Vojvodina est une province autonome au nord de la Serbie.
Sommaire
Villes
- Novi Sad – capitale et plus grande ville de Voïvodine
- Palić
- Subotica
- Titel
- Vršac
- Sombor
- Sremska Mitrovica
- Kikinda
- Zrenjanin
- Ruma
- Pančevo
- Apatin
- Vrbas
Autres destinations
- Fruska Gora – une colline en pente douce au sud de Novi Sad est la deuxième chose la plus proche de Vojvodina à une montagne (la chose la plus proche étant Vršački Breg, qui s'élève au-dessus de Vršac). Il possède une douzaine de monastères de l'Église orthodoxe serbe construits entre le 15 et le 19e siècle par des colons serbes du Sud. Combinant le baroque européen avec les traditions byzantines des Balkans, ces églises avaient une importance culturelle en tant que pont entre les Serbes du Sud et du Nord.
- Sremski Karlovci – est devenu célèbre en 1699 lorsque les Autrichiens et les Turcs y ont signé la «paix de Karlowitz» expulsant résolument les Ottomans de Voïvodine et de Croatie. Il a également longtemps été un siège culturel des Serbes en Autriche-Hongrie. Il contient le Patriarcat de l'Église serbe (approuvé par Léopold d'Autriche) et le plus ancien gymnase serbe (1791). Appartenant aujourd'hui à la municipalité de Novi Sad, elle reste l'une des villes les plus pittoresques du pays.
- Château de Dundjerski – La Voïvodine compte plus de vingt châteaux appartenant pour la plupart à des familles nobles allemandes, magyares et serbes dans le passé, et le château de Dunjerski est le plus visité.
- Lac Palic – l'une des plus anciennes attractions touristiques du pays, datant des années 1840, alors que ce n'était pas seulement une escapade de week-end populaire, mais aussi un spa pour la classe moyenne aisée et la noblesse.
Présentation
Vojvodina est la province autonome de Serbie, située au nord de Belgrade, la capitale du pays, dans la région agricole appelée la plaine pannonienne. Ses frontières ouest et sud sont marquées par de grands fleuves, le Danube et la Sava, dont les rives sont souvent parsemées de chalets de week-end, et de forêts et de marais, dont certains ont été transformés en sanctuaires de faune et en bons terrains de chasse. Le troisième fleuve, la Tisa, coule vers le sud depuis la Hongrie et coupe la Voïvodine environ de moitié. Ces trois fleuves marquent les trois régions historiques de Voïvodine: Bačka, la région partagée avec la Hongrie, au nord-ouest; Banat, partagé avec la Roumanie, à l'Est; et Srem, dans le sud-ouest, partagé avec la Croatie et la Serbie centrale, car une partie de Srem a été incluse dans la région métropolitaine de Belgrade.

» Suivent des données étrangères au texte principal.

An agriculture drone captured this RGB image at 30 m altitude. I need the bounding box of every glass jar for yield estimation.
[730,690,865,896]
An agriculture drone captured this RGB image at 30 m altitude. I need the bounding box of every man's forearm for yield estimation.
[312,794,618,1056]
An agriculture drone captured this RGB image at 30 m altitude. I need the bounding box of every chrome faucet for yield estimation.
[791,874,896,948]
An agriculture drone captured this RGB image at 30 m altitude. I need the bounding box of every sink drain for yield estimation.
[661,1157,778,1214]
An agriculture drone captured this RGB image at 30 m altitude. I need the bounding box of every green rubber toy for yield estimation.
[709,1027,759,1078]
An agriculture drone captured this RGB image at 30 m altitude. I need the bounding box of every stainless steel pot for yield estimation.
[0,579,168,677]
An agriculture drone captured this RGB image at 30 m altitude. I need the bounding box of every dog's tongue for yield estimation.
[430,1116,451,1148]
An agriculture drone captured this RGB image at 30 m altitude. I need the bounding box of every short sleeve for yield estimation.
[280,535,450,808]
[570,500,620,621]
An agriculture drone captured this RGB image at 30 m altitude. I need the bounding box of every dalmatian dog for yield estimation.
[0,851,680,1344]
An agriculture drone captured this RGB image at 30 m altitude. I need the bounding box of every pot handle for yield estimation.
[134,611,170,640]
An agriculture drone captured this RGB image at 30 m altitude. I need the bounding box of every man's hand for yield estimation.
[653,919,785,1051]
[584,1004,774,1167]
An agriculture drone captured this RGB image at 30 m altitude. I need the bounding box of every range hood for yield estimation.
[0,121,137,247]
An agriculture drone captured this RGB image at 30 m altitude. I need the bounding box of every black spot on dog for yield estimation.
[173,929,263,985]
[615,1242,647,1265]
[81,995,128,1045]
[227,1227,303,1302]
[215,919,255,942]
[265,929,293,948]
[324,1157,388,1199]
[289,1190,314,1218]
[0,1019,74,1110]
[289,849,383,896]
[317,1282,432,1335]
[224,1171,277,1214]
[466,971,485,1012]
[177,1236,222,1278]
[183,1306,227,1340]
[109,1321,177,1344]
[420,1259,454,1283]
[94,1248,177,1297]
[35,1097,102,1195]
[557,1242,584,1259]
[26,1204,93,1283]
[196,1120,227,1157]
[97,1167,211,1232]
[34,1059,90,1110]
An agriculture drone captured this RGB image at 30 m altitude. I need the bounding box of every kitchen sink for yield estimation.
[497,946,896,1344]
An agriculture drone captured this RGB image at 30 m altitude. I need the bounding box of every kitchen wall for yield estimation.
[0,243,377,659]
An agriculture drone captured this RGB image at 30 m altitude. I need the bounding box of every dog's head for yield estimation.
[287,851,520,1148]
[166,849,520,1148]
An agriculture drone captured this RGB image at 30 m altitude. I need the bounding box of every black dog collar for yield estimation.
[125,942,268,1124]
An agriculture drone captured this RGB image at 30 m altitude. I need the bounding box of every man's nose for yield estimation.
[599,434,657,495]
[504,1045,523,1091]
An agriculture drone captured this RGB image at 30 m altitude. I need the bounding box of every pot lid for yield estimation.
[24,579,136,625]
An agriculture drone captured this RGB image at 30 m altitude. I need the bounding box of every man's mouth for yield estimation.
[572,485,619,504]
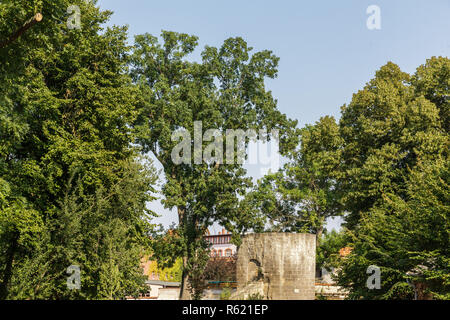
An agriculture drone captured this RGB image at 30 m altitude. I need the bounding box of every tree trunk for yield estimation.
[178,207,192,300]
[0,232,19,300]
[180,257,192,300]
[0,13,43,49]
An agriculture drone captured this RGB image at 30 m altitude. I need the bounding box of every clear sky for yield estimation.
[98,0,450,231]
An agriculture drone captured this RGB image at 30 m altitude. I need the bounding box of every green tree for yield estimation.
[132,31,296,299]
[0,0,156,299]
[339,58,448,228]
[338,57,450,299]
[247,116,342,247]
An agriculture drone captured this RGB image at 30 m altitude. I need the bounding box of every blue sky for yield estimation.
[98,0,450,232]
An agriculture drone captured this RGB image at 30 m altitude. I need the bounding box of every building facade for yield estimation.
[205,229,237,257]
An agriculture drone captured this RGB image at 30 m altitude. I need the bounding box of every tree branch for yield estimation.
[0,13,43,49]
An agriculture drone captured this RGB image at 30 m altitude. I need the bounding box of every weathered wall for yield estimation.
[236,233,316,300]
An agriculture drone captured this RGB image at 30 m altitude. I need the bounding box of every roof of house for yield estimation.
[145,280,180,287]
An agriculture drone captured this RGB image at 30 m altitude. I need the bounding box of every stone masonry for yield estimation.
[234,233,316,300]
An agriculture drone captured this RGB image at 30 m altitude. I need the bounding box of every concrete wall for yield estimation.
[158,288,180,300]
[234,233,316,300]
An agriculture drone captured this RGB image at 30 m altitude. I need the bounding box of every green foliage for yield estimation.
[131,31,296,298]
[338,58,450,299]
[0,0,156,299]
[247,117,342,244]
[316,230,348,271]
[220,287,231,300]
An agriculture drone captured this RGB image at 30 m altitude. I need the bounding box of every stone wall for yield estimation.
[233,233,316,300]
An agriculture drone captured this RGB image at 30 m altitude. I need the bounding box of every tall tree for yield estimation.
[339,57,450,299]
[0,0,155,299]
[247,116,342,247]
[132,31,295,298]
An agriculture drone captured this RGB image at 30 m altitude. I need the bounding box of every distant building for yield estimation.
[205,229,237,257]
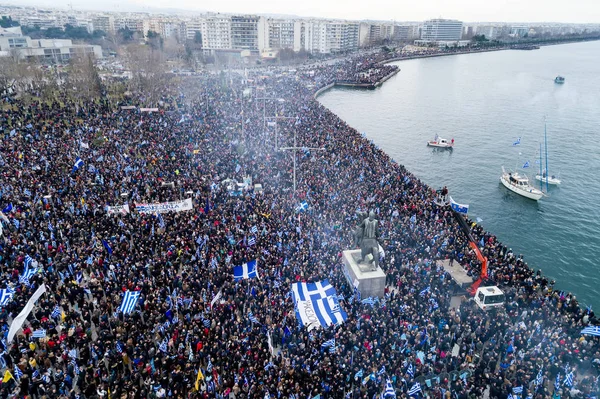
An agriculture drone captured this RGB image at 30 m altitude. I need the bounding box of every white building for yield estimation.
[421,19,463,42]
[0,30,102,63]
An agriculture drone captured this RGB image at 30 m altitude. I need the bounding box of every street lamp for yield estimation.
[266,116,297,151]
[280,131,325,196]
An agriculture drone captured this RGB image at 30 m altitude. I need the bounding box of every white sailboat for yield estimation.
[500,166,544,201]
[535,122,561,185]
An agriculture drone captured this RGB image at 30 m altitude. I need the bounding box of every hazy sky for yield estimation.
[7,0,600,23]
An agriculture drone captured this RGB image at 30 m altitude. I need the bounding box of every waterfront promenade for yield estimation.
[0,47,600,399]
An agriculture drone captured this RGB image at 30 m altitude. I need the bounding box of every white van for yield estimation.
[474,285,504,310]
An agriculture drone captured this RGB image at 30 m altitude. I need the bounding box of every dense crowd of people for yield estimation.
[0,47,600,399]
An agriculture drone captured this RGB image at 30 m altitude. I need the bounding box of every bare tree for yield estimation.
[125,44,169,106]
[65,54,102,101]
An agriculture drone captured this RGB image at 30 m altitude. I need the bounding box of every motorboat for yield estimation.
[500,166,544,201]
[427,135,454,149]
[535,173,560,186]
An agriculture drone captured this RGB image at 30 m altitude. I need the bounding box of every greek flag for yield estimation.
[71,157,83,173]
[296,201,308,212]
[31,329,46,338]
[535,369,544,386]
[513,385,523,395]
[383,378,398,398]
[292,280,348,331]
[360,297,375,306]
[233,259,259,281]
[158,337,169,353]
[321,338,335,353]
[563,371,573,388]
[248,312,260,324]
[581,326,600,337]
[14,364,23,380]
[0,288,15,306]
[408,382,423,396]
[119,290,140,314]
[450,197,469,215]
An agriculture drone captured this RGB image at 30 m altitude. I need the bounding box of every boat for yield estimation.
[427,138,454,149]
[500,166,544,201]
[535,123,561,186]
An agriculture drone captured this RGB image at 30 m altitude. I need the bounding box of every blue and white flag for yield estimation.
[408,382,422,396]
[296,201,308,212]
[581,326,600,337]
[513,385,523,395]
[382,378,396,398]
[31,329,46,338]
[71,157,83,173]
[0,288,15,306]
[292,280,348,331]
[406,363,415,378]
[248,312,260,324]
[119,291,140,314]
[563,371,574,388]
[233,259,260,281]
[450,197,469,215]
[50,305,60,319]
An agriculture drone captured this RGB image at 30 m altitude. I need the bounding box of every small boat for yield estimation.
[427,138,454,149]
[500,166,544,201]
[535,172,560,185]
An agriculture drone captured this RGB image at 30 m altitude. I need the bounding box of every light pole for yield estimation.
[280,131,325,196]
[265,116,297,151]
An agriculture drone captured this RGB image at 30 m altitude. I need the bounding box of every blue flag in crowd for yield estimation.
[71,157,83,173]
[233,259,258,281]
[450,197,469,215]
[102,240,112,256]
[119,290,140,314]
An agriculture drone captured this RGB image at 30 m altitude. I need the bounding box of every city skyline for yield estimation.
[2,0,600,23]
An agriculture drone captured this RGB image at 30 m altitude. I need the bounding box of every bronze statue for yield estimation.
[354,211,379,270]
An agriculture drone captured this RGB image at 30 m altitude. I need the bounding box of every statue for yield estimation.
[354,211,379,271]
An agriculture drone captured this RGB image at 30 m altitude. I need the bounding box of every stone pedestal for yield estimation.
[342,249,385,299]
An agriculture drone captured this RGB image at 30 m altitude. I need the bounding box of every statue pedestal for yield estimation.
[342,249,385,299]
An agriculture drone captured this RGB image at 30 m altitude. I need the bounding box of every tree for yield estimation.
[123,44,169,105]
[65,53,102,101]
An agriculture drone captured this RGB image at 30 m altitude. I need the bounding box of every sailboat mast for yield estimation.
[540,142,544,191]
[544,121,550,192]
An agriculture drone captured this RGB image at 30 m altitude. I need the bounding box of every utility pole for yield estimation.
[280,130,325,196]
[254,97,285,132]
[266,116,297,151]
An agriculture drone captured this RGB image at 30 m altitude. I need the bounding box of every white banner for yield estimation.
[296,301,321,331]
[6,284,46,344]
[135,198,192,213]
[106,204,129,215]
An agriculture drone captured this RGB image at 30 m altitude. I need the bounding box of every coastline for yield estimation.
[313,39,600,100]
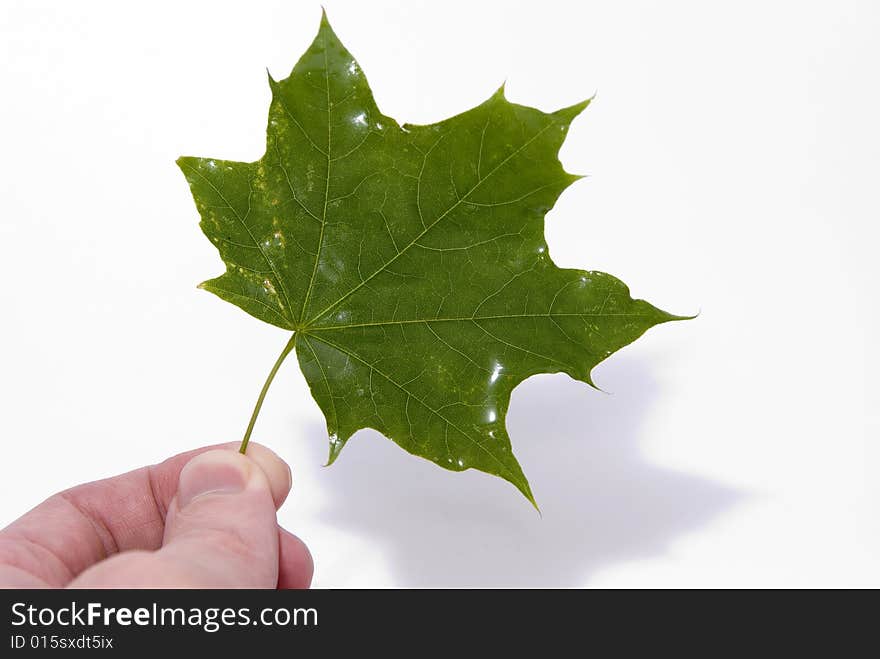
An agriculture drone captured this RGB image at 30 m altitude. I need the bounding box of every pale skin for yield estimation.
[0,443,314,588]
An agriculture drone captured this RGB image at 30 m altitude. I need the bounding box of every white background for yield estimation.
[0,0,880,587]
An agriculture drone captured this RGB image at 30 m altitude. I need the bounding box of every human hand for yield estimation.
[0,443,313,588]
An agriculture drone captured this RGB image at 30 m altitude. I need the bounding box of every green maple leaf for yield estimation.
[178,11,678,503]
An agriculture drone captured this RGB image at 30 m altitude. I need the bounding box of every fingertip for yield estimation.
[278,527,315,590]
[239,442,293,509]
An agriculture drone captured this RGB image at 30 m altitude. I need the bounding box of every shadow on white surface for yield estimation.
[300,358,742,587]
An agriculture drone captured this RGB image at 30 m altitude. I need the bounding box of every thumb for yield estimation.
[158,450,290,588]
[75,447,290,588]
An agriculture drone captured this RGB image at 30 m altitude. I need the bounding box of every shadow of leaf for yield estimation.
[300,357,741,587]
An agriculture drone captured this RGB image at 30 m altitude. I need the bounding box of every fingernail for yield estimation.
[177,450,250,508]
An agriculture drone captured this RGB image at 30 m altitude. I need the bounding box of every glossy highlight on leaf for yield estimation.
[178,11,678,503]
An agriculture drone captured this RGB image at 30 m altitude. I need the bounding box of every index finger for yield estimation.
[0,443,287,588]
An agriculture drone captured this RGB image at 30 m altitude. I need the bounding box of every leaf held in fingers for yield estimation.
[178,11,677,503]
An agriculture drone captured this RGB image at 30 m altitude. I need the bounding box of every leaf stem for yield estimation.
[238,332,297,453]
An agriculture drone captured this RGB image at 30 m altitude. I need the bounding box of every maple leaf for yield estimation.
[178,15,679,504]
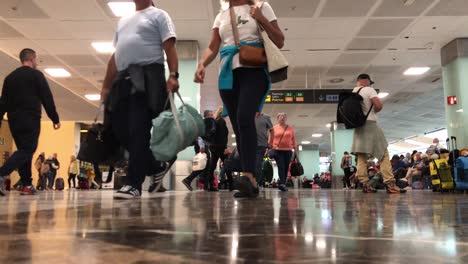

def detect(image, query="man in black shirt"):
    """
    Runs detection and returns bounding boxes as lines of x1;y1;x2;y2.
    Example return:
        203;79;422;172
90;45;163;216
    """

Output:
0;49;60;196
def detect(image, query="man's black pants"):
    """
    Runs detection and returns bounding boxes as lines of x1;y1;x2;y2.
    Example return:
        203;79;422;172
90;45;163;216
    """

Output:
0;115;41;186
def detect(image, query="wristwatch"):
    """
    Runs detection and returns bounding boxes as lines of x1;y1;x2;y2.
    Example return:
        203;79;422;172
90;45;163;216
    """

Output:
169;72;179;80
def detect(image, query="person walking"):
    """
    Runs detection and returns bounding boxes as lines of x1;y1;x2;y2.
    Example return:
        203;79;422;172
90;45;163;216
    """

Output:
255;113;273;187
68;155;80;189
0;48;60;196
101;0;179;199
351;74;406;193
207;106;229;191
268;113;298;192
341;151;354;190
195;0;284;197
47;153;60;190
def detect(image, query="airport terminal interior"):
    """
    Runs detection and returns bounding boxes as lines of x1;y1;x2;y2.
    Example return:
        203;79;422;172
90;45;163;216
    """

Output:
0;0;468;264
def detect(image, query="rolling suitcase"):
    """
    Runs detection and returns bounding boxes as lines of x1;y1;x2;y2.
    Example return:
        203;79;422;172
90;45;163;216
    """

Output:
55;178;65;191
447;136;468;190
429;155;454;192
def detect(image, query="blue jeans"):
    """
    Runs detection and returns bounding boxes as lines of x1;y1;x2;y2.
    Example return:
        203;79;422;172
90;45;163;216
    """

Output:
275;150;292;184
255;146;266;186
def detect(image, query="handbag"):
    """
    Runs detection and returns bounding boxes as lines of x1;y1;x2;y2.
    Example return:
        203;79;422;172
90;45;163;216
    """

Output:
268;125;288;159
229;6;267;67
192;152;208;171
77;107;122;164
258;24;289;83
229;2;289;83
290;156;304;177
150;92;205;161
224;148;242;172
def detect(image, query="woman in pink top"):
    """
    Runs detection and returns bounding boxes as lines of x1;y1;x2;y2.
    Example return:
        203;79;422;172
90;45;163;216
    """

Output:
268;113;297;192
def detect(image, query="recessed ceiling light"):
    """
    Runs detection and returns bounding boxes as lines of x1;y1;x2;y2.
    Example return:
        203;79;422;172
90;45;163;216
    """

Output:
44;68;71;78
328;78;344;83
85;94;101;101
91;42;115;54
107;2;136;17
378;93;389;99
403;67;431;75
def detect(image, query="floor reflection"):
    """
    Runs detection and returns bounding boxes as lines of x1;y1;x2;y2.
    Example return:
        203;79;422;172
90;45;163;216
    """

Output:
0;190;468;263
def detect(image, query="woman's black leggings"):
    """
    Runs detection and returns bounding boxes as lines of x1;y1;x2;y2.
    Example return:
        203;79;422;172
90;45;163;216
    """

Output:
220;68;268;174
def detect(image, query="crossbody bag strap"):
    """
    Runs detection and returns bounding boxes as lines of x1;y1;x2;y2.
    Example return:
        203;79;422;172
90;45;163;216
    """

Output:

Les habitants d'ici sont souvent fiers de leurs villes et villages ayant un look plus européen que ceux juste au sud des rivières. En effet, la Voïvodine est entrée dans la première Yougoslavie (après la Première Guerre mondiale) en tant que région riche de l'empire des Habsbourg, tandis que le reste de la Serbie était longtemps dominé par les Turcs ottomans. Avec les cultures allemande, hongroise et juive qui prospéraient dans cette région ethniquement diverse, la Voïvodine était le lieu de la renaissance culturelle serbe à cette époque. Cela a largement inspiré les autres Serbes à lutter contre la domination ottomane – et à obtenir leur propre indépendance au cours du XIXe siècle et au début du XXe siècle. Et même lorsque ce qui est maintenant la Serbie centrale a proclamé son indépendance des Turcs en 1875, les villes avec la plupart des Serbes de souche étaient toujours dans la monarchie Habsbug, à l'exception de Belgrade. Cela comprenait ceux de la région qui est maintenant la Voïvodine: Novi Sad, Sombor, Bečkerek (maintenant Zrenjanin) et Pančevo.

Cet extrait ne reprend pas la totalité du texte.